この頃の自分は、まだ「政府がどうごみの減量を進められるか」という政策面からのみ、ゼロウェイストを捉えていました。ほど近いサンフランシスコ近郊の町では、既にベア・ジョンソンが徹底的なゼロウェイスト生活の挑戦を開始していたはずなのですが、まだその頃は著書も出ておらず、自分は彼女の存在をまったく知らないままでした。プランターを使って生ごみ処理くらいはしていたものの、それ以上に「自分のごみを減らす」という発想は持ちえず、いつも近所の量り売りスーパー(=今から思えばものすごく恵まれた環境)で買い物していたにも関わらず、マイ容器を持参することなど思いつきもせずに、毎回売り場に備えつけのビニール袋にドライフルーツや粉を量り入れて買い物をしていました。
▶想像を絶するインドのごみ事情
さて、お次はインド(長すぎですね。。。なかなか終わらないので、端折りながら書くことにします)。
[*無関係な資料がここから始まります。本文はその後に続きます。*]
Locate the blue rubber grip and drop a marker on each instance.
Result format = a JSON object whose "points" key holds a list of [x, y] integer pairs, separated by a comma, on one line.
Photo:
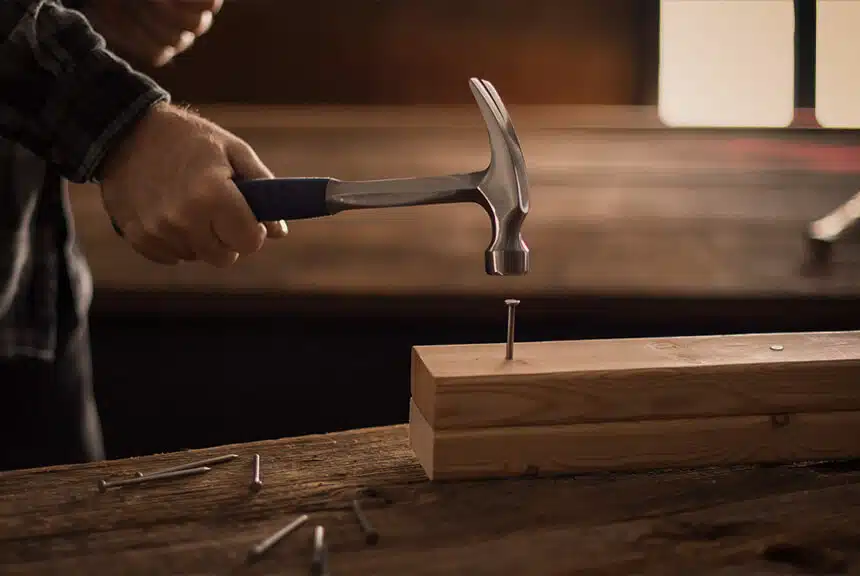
{"points": [[286, 198]]}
バークレーの大学院を修了後は、インターンをしたゼロウェイストNGOのインド・オフィスで短期契約スタッフとして6か月間働くことにしました。場所は南インドのチェンナイ。僕たち家族にとって、初の発展途上国です。周囲は見渡す限りインド人ばかり。半年の滞在中、日本人を見かけたのはたったの2回。子どもたちも現地のインド人ばかりのフリースクールに通い、ひたすらインド一色の環境で半年間を過ごしました(インドでの日々についてはこちら)。
インドは人口13億の大国ですが、その大量のごみを適正に処理できるごみ処理施設がまだ国内にほとんどまったく存在しないという、壊滅的なごみ事情を抱えています。都市も田舎も、文字通りごみだらけ。集めたごみは町のはずれにただ山積みされ、世の終わりのような「ごみの山脈」が累々と続きます。その山脈に「waste pickers(=ごみ拾い人)」と呼ばれる貧しい人々が住みつき、ごみの中から資源として売れるものを探し出し、劣悪な環境の中で生き延びています。
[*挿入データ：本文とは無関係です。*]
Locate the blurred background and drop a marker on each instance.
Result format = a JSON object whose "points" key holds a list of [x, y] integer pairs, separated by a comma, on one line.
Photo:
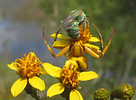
{"points": [[21, 23]]}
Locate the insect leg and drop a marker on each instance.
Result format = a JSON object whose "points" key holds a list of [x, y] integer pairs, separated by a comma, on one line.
{"points": [[56, 35], [101, 40]]}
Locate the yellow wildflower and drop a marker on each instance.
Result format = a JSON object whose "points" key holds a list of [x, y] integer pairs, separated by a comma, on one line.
{"points": [[29, 70], [69, 79]]}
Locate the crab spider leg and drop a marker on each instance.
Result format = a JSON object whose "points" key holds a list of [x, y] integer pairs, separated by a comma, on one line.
{"points": [[103, 50], [62, 52], [94, 53], [56, 35], [108, 44]]}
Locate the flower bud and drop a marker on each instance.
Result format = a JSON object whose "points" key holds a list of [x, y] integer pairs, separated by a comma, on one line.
{"points": [[124, 91], [101, 94]]}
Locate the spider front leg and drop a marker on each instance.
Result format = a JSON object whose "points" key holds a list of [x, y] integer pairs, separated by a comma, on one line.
{"points": [[103, 51], [62, 52]]}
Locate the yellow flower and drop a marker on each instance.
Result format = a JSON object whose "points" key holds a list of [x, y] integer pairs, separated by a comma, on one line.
{"points": [[29, 70], [69, 79]]}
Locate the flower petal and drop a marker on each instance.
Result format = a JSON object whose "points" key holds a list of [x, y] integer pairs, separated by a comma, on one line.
{"points": [[61, 43], [43, 71], [75, 95], [37, 83], [59, 36], [12, 66], [94, 39], [52, 70], [85, 76], [18, 87], [55, 89], [92, 46]]}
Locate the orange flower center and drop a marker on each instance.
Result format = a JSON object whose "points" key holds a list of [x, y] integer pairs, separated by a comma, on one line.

その「waste pickers」の支援(=資源化を担う価値ある労働力として地位を向上させていく)こそが、わがゼロウェイストNGOのメイン事業のひとつで、これには 「同じゼロウェイストと言っても、場所が違えばこれほど様相は異なるものか」と愕然としました。適正なごみ処理施設の建設も、既に法律では大昔から定められているにも関わらず、その施行が10年経っても遅々としてまったく進まないという、何とも絶望的な現状です。言葉は悪いかもしれませんが、あまりにも全体がメチャクチャなので、何をどう進めていったらよいのか、まったくわからなくなってしまうような感覚もありました。
▶オーロヴィル、そして現在に至る
インド滞在も後半に入った頃。プロジェクト終了後の職探し(このままインドに残ろうか、または別の国に行こうか…)をする中、ふと思い立って、オーロヴィルという世界的なエコビレッジに小旅行をしたことが、現在の山暮らしにつながる決定的な一歩となりました。詳細はまた別の記事に書きたいと思いますが、そこで目にしたエコロジカルかつユニバーサルな営みの力に、圧倒的なインスピレーションをもらったのです(それらの旅行の日記はこちら)。
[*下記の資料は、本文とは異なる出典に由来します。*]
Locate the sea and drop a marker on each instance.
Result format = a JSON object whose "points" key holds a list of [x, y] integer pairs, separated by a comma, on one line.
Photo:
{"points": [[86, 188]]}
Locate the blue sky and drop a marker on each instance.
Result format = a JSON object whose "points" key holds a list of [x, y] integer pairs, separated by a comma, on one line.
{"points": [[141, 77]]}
自分はそれまで「ゼロウェイスト」や「サステイナビリティ」を志向していると思い込んでいました。でも、オーロヴィルという世界で実際に繰り広げられる営みの数々を目の当たりにして、実はゼロウェイストやサステイナビリティの“可能性を机上で論じる”ことしかしていなかったのだと気づかされたのです。そして、本当は「可能性を論じる」ばかりではなく、「自分自身がそれを生きてみたいのだ」と。
別に大それたことができると感じたわけではありません。そこにあったのは、理屈抜きの「純粋な欲求」のようなもの。「都会のオフィス生活」という制約から一度自分を解き放って、自分なりの世界を自由に見出してみたいと思いました。
もちろん、個人の実践なんてあまりにもささやかです。政策が社会を動かすパワーなどとは比べるべくもない。とは言え、実際に生活を変えてみようとする人の数は驚くほど少ないし、そこにはやはり、大規模な政策には決して作り出せない種類の、たしかなきらめきやよろこびがあるはずで(もちろんピンチや失敗も…)、だからこそ見えてくる/伝えられる価値もあるのではないか――そんなふうに感じたのです。
そして帰国、現在に至ります。高知に移住し、あっという間に5年が経ちました。紆余曲折を経てたどり着いた、偶然の山暮らし。とうの昔に諦めたはずの「翻訳」も、「ごみ本の翻訳者」という予想外の形で実現し、今は家族5人、5年前には考えもしなかったビビッドな日々を生きています。「こんなことができたらいいな」という願い。「こんなやり方を発見した!」というワクワク。思い通りにならないことや、夢のまま終わるかもしれないことも含め、いつもたのしく前向きに。このブログはそんな現在進行形の暮らしを綴っています。